I think it's a passion project for the founder, who built his career on JS and is offended that Oracle (a company famous for deploying lawyers instead of technological expertise) claims to control it.
I think it's a little more than a passion project since it's posted on the official deno blog. I don't think it's a net negative of a pursuit, but I follow the founder of bun on twitter and he just keeps shipping shit whereas the most I hear from Deno is this lawsuit.
I'm not saying Deno doesn't have merits, I just wonder if this is the thing they should be focused on
Maybe don't trust your Twitter feed to be a balanced information diet.

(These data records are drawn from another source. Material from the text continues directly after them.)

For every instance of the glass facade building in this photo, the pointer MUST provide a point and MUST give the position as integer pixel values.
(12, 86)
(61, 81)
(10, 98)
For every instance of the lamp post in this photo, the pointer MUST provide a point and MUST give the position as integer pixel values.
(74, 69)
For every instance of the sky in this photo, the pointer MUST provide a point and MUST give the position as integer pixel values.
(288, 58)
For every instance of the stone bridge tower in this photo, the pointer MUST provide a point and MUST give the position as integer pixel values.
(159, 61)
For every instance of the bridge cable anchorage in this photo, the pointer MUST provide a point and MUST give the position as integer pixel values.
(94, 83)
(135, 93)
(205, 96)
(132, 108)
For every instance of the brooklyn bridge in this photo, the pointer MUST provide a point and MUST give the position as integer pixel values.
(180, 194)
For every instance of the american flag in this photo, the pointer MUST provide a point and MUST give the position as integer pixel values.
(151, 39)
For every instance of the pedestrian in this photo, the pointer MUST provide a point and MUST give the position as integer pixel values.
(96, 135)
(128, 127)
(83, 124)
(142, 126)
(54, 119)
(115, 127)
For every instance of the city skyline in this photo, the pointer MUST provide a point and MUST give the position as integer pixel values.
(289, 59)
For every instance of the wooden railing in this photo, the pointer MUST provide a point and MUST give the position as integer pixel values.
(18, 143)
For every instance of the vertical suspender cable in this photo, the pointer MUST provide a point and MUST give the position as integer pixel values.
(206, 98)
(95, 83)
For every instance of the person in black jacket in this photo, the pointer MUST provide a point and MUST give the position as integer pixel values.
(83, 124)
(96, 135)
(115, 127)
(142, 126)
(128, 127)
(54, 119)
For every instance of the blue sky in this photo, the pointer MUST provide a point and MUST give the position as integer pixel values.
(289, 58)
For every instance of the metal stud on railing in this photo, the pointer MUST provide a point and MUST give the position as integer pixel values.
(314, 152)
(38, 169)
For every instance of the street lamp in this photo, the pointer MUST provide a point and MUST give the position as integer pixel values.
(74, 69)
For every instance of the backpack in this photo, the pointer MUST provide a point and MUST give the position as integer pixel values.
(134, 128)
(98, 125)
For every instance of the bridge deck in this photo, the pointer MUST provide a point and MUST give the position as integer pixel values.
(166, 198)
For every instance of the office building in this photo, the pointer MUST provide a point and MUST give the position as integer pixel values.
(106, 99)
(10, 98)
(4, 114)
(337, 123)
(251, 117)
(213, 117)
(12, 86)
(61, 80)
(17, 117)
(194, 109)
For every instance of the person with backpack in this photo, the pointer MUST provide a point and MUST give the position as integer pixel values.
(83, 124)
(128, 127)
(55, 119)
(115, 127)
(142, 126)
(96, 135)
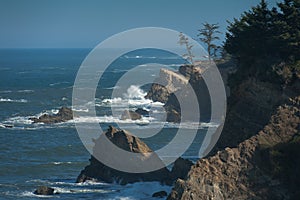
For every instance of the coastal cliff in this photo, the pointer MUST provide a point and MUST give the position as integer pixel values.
(261, 167)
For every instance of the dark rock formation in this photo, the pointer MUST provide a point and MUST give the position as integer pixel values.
(44, 190)
(64, 114)
(158, 93)
(181, 168)
(249, 109)
(175, 88)
(160, 194)
(142, 112)
(195, 80)
(170, 82)
(248, 171)
(98, 171)
(129, 114)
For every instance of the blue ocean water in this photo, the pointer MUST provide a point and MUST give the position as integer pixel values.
(38, 81)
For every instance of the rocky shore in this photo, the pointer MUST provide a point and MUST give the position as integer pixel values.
(126, 141)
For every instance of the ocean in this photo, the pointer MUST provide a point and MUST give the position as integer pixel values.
(38, 81)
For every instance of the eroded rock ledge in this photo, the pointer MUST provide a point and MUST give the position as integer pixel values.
(126, 141)
(64, 114)
(250, 170)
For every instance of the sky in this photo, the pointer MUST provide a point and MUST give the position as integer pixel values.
(85, 23)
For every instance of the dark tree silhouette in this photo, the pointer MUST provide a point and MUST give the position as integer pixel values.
(208, 35)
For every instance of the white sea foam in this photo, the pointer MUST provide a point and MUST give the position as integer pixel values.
(25, 91)
(141, 190)
(61, 163)
(6, 91)
(58, 83)
(13, 100)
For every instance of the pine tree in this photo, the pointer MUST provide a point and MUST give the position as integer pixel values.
(208, 35)
(183, 40)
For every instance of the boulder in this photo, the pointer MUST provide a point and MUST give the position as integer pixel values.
(168, 82)
(160, 194)
(181, 168)
(96, 170)
(264, 166)
(44, 190)
(64, 114)
(129, 114)
(142, 112)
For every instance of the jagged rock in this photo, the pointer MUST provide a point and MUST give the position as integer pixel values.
(249, 109)
(160, 194)
(170, 82)
(197, 87)
(181, 168)
(142, 112)
(245, 172)
(44, 190)
(126, 141)
(64, 114)
(158, 93)
(129, 114)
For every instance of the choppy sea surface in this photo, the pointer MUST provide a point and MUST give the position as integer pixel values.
(38, 81)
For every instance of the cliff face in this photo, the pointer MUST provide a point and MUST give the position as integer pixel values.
(175, 87)
(170, 83)
(256, 169)
(249, 109)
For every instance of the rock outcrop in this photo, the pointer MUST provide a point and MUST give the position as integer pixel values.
(248, 171)
(160, 194)
(249, 109)
(124, 140)
(64, 114)
(44, 190)
(175, 88)
(142, 112)
(170, 82)
(129, 114)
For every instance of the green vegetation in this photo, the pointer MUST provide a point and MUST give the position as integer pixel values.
(207, 35)
(266, 43)
(183, 40)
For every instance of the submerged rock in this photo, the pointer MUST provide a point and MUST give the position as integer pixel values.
(64, 114)
(128, 114)
(126, 141)
(160, 194)
(44, 190)
(181, 168)
(142, 112)
(250, 170)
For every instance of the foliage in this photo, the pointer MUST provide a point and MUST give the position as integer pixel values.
(207, 35)
(183, 40)
(266, 42)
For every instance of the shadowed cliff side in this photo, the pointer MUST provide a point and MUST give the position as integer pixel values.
(256, 169)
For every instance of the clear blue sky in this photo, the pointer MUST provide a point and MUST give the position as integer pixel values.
(85, 23)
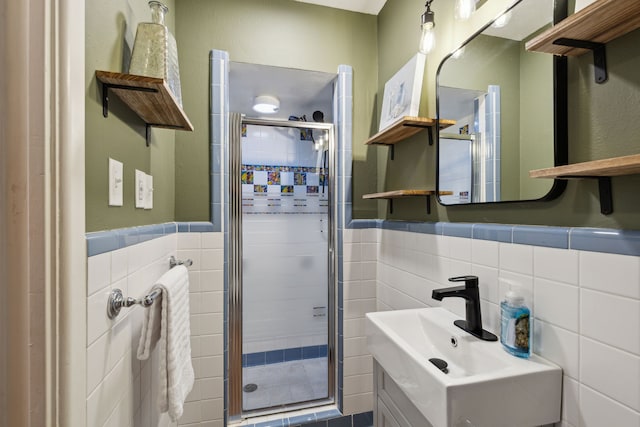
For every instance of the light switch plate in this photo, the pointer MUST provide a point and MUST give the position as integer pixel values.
(141, 188)
(115, 182)
(148, 200)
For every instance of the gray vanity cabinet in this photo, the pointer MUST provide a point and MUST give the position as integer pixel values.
(392, 408)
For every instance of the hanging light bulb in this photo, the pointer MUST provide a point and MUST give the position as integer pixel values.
(464, 9)
(427, 24)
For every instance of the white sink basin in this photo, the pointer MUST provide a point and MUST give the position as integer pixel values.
(484, 387)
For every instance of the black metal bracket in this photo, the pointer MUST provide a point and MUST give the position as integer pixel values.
(105, 103)
(606, 199)
(604, 192)
(599, 55)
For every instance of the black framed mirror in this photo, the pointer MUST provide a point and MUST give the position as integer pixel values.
(510, 108)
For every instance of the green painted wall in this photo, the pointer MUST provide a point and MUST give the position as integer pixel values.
(121, 136)
(280, 33)
(602, 123)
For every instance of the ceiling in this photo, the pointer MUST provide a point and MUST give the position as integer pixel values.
(371, 7)
(300, 92)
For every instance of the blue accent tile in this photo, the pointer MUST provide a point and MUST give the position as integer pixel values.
(292, 354)
(494, 232)
(325, 415)
(302, 419)
(170, 228)
(622, 242)
(255, 359)
(316, 424)
(101, 242)
(396, 225)
(551, 237)
(364, 419)
(340, 422)
(457, 229)
(310, 352)
(423, 227)
(272, 423)
(274, 356)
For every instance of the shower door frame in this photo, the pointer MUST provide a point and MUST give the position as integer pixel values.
(235, 269)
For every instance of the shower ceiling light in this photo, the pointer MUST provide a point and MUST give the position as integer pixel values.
(427, 23)
(266, 104)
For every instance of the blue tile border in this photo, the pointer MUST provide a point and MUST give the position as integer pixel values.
(332, 418)
(605, 240)
(100, 242)
(284, 355)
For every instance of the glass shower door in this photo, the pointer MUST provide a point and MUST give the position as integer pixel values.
(285, 266)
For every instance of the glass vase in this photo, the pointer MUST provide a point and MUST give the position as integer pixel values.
(155, 53)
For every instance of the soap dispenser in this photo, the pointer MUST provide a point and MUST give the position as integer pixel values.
(515, 332)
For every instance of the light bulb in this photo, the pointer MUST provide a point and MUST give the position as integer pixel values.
(464, 9)
(502, 20)
(427, 39)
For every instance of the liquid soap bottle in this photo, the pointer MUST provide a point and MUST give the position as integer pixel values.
(515, 332)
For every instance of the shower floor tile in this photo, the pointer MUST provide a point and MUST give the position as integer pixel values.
(285, 383)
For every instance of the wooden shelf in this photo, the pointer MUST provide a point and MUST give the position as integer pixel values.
(404, 128)
(150, 98)
(600, 22)
(627, 165)
(397, 194)
(602, 170)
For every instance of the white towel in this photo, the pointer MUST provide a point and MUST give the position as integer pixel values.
(167, 322)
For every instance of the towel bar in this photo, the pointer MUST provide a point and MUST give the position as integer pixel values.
(117, 300)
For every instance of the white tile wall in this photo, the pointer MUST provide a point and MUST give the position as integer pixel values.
(586, 309)
(120, 389)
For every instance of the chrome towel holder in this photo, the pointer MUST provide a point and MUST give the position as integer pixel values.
(117, 300)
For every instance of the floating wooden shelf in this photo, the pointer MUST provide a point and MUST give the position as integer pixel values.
(406, 127)
(600, 22)
(397, 194)
(588, 30)
(626, 165)
(602, 170)
(150, 98)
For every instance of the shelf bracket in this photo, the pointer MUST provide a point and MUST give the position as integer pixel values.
(599, 55)
(105, 94)
(606, 199)
(148, 134)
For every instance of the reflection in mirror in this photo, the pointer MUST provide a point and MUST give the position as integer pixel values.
(502, 99)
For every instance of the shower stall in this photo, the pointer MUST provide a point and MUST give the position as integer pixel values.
(282, 277)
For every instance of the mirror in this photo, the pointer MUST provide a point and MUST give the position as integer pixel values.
(509, 119)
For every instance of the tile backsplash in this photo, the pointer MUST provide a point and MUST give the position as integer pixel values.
(585, 306)
(120, 389)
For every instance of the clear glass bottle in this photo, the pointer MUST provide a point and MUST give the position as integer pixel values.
(515, 331)
(155, 53)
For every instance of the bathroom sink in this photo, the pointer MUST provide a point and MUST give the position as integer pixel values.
(484, 385)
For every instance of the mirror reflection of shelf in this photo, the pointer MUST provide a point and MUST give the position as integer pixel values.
(404, 128)
(398, 194)
(588, 30)
(602, 170)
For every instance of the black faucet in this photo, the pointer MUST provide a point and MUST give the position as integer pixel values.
(471, 295)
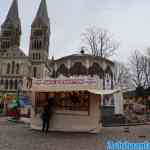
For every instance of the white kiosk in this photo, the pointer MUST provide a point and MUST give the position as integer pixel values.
(78, 104)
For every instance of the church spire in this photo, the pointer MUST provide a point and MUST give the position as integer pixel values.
(11, 28)
(13, 16)
(42, 15)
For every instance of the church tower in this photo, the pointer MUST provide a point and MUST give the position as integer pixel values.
(39, 40)
(10, 29)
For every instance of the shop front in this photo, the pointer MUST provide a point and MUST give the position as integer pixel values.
(77, 104)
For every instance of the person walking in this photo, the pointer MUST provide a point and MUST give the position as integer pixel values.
(45, 119)
(47, 115)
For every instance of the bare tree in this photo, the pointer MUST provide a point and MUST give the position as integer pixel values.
(122, 76)
(146, 70)
(99, 42)
(137, 65)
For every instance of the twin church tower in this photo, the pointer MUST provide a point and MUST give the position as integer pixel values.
(10, 43)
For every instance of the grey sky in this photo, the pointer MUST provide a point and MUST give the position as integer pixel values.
(127, 20)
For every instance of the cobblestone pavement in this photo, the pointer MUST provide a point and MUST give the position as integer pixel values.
(21, 137)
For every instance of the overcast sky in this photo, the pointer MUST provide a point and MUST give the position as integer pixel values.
(127, 20)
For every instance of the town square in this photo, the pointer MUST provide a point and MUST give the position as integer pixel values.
(71, 77)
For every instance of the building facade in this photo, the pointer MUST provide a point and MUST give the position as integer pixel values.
(84, 65)
(15, 65)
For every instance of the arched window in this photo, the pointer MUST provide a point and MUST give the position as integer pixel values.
(8, 68)
(39, 56)
(2, 82)
(40, 44)
(11, 84)
(36, 56)
(17, 68)
(33, 56)
(78, 69)
(13, 67)
(34, 72)
(62, 70)
(16, 84)
(6, 84)
(95, 69)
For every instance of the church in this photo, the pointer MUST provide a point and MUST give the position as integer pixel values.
(16, 66)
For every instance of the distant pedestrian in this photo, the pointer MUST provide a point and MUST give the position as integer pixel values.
(45, 119)
(47, 114)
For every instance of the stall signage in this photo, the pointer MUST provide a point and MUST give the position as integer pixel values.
(65, 82)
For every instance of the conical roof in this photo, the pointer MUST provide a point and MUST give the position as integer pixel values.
(13, 16)
(42, 15)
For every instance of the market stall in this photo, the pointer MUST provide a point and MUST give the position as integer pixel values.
(78, 104)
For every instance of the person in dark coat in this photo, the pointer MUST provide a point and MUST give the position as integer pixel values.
(47, 114)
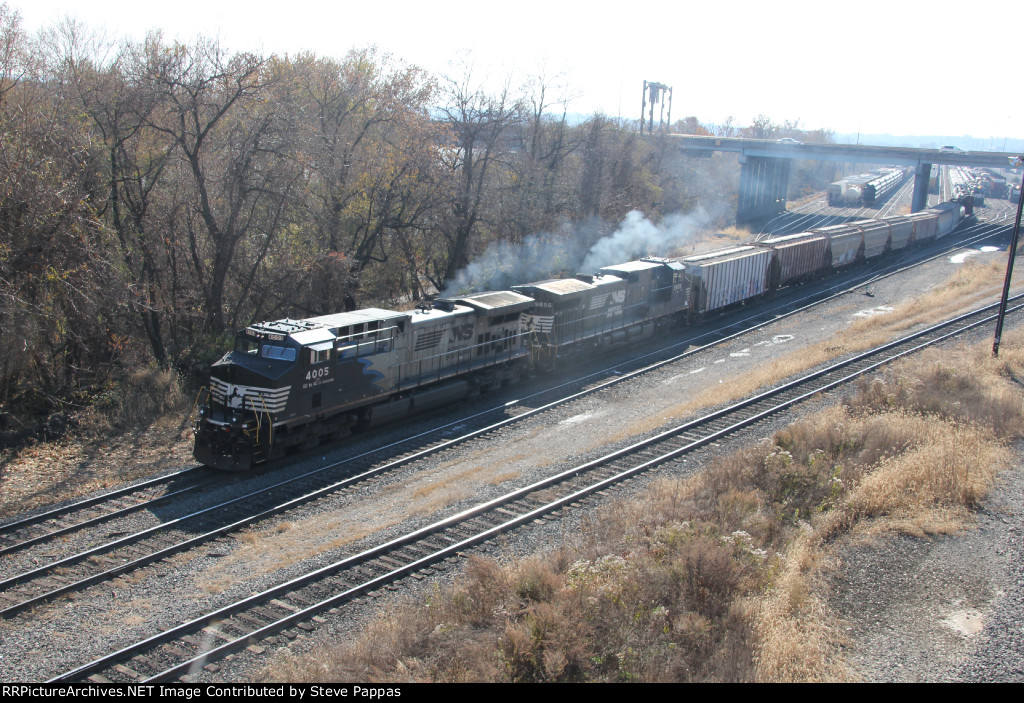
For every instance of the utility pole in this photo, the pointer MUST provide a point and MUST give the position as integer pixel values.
(654, 91)
(1017, 163)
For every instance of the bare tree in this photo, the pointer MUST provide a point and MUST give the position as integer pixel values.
(479, 123)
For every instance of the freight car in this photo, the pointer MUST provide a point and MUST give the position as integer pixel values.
(867, 188)
(295, 383)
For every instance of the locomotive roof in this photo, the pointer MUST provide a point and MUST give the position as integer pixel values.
(343, 319)
(631, 266)
(509, 301)
(721, 254)
(559, 287)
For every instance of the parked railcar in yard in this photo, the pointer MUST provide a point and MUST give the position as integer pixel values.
(294, 383)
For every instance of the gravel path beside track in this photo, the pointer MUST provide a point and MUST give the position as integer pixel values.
(883, 644)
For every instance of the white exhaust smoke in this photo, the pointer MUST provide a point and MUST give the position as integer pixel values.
(572, 250)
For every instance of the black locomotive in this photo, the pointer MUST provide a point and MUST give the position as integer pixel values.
(297, 383)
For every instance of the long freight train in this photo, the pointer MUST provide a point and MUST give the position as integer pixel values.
(293, 384)
(867, 188)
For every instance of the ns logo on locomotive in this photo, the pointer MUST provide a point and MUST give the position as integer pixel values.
(293, 384)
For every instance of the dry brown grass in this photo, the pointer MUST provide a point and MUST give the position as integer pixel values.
(971, 287)
(717, 577)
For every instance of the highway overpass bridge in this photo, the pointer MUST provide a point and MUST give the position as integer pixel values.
(764, 177)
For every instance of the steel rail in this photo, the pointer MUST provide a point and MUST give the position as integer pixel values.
(762, 405)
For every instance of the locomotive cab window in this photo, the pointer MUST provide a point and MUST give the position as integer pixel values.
(246, 345)
(321, 352)
(276, 351)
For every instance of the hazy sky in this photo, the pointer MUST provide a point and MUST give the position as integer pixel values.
(790, 59)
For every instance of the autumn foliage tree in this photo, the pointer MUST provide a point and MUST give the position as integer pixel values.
(157, 195)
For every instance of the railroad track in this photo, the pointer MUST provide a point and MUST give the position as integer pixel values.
(55, 522)
(184, 649)
(129, 553)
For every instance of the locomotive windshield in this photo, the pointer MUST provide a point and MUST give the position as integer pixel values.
(278, 351)
(265, 349)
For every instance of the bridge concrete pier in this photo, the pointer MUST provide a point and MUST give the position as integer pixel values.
(764, 182)
(922, 174)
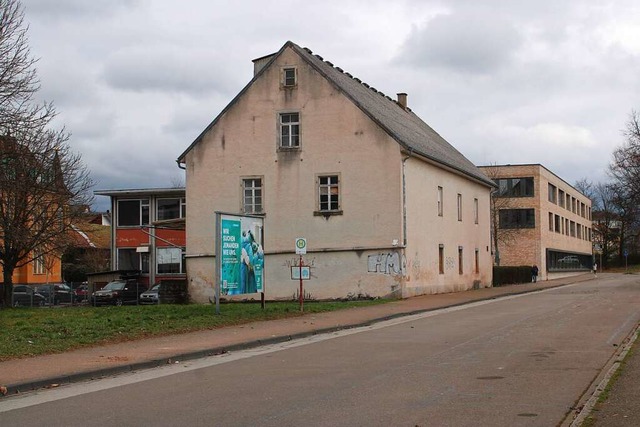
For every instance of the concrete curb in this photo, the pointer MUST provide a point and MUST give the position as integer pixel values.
(51, 382)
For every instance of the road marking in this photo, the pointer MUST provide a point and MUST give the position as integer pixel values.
(76, 389)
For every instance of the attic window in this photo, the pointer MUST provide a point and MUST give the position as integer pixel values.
(289, 77)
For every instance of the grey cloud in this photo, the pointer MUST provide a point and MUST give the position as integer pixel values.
(166, 69)
(63, 9)
(462, 42)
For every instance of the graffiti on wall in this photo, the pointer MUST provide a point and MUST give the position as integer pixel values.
(450, 263)
(392, 263)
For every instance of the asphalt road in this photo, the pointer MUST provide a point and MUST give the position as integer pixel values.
(523, 360)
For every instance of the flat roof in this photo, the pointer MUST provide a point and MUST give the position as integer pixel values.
(140, 191)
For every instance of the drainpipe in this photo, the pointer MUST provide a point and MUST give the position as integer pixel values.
(404, 199)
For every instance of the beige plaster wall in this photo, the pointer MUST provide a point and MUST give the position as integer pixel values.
(336, 138)
(427, 230)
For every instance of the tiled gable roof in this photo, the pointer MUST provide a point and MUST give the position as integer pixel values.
(404, 126)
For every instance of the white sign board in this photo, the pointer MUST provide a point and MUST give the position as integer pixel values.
(301, 246)
(295, 273)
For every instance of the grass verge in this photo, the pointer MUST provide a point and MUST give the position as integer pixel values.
(28, 332)
(592, 418)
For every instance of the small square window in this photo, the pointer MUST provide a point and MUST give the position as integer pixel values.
(289, 77)
(329, 193)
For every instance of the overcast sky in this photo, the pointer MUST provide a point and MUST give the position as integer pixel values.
(533, 81)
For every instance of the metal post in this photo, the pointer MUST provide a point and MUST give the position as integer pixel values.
(301, 288)
(218, 262)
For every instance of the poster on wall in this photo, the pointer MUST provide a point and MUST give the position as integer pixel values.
(240, 255)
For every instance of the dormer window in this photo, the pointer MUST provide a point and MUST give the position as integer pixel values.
(289, 77)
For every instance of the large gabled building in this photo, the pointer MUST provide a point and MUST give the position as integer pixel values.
(388, 206)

But yes, Bun's current strategy is "churn out code" whereas Deno has a different pace and approach. They're trying to build different things, and have a lot less catch-up to play than Bun.
> But yes, Bun's current strategy is "churn out code" whereas Deno has a different pace and approach. They're trying to build different things, and have a lot less catch-up to play than Bun.
Are they trying to build different things? I feel like they're direct competitors.
Are you a Deno user? Curious what your experience has been
Deno 2 was a major release entirely about shoring up Node compatibility. That's arguably a big reason for why Bun seems to have a higher velocity right now of the trio. Deno put in a ton of engineering into Node/npm compatibility, it shows, and right now I would recommend trying Deno as having suprisingly few compatibility/ecosystem issues remaining.
(Deno has not stayed entirely still, other new features were added outside of that compatibility effort, but Bun doesn't have Node compatibility as much as a goal today and so gets the fast mover award.)
I started using Deno in hobby projects because I like the out-of-the-box defaults a lot better than Node (deno.json is a lot simpler than a lot of the cruft that package.json has acquired, but also includes more things in one place like out of the box eslint support [deno lint] and prettier-equivalent [deno fmt]). Also, Deno Deploy has a generous free tier and that's a healthy incentive for hobby projects that want a modest database (Deno KV) and basic task processing queues.
I also used Deno for some side projects before 1.0 and I really like it. Especially its focus on web stanrards, and yes, being an all-in-one tool. But I don't have the time or inclination for a lot of side projects these days.
I actually feel much more warmly to Deno than Bun, and would use it if I felt like it made sense. I tried to avoid advocating either way in my former posts in this thread. But regardless of my personal feelings, at work pragmatism rules the day.